Recent studies in adult males also found that higher triclosan exposure was associated with decreased semen quality and decreased sperm quality. More research needs to be done to determine if triclosan is associated with decreased testosterone levels in humans. To avoid this chemical, make sure you are reading the ingredients on your toothpaste or mouthwash and choosing products that do not contain triclosan. Your little swimmers will thank you.
Exposure to pesticides has been linked to decreased serum testosterone levels in men. One study of Native American men found that higher levels of chlorinated pesticides were associated with lower levels of testosterone. Another small study in Thailand found similar results. Chlorinated pesticides have also been associated with disruption of proper thyroid and female hormonal function.
Pesticide exposure is unavoidable in our world. DDT, a well known chlorinated pesticide, has not been used in the US for decades but continues to hang out in the food system. We are also exposed to pesticides every day when we eat non-organic produce.
Everyone cannot afford to eat a 100% organic diet. I understand that because I can’t afford it, either. I choose to buy organic for the most pesticide heavy products and choose conventional for those that have less pesticide exposure.
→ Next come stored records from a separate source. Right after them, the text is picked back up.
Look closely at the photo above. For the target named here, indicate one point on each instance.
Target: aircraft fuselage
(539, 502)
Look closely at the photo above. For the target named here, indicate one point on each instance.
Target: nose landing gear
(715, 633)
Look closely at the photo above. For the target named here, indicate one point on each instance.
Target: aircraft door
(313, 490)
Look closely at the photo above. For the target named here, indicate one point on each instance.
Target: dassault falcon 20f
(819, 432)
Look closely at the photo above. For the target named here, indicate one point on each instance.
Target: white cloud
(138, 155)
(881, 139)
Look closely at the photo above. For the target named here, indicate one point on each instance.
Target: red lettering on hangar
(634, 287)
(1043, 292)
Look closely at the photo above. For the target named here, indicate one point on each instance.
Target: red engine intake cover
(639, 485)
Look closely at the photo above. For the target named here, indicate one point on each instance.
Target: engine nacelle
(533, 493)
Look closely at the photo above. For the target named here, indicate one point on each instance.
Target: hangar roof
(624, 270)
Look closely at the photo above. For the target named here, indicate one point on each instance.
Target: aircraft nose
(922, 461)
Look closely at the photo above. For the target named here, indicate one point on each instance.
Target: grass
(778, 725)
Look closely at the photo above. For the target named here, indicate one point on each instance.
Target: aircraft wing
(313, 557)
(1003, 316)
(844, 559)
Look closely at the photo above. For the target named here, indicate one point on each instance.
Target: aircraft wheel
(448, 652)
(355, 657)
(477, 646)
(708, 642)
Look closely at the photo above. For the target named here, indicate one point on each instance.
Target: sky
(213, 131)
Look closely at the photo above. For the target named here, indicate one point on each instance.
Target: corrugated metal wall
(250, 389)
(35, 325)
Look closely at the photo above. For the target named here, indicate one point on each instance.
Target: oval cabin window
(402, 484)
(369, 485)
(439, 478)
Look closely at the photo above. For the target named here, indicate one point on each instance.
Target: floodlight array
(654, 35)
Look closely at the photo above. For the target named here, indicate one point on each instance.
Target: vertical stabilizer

The Environmental Working Group yearly Dirty Dozen and Clean Fifteen lists are a great place to start. Check it out!
It’s important to remember that correlation does not equal causation. The associations between these chemicals and lower testosterone do not necessarily mean that the chemicals are causing the decline. There is no research on the combination of these products and how those affect hormone functioning.
For me, it is important to avoid potentially harmful substances whenever possible. I use the Environmental Working Group website and app all the time to help me make informed choices about which products I use for cleaning and personal care.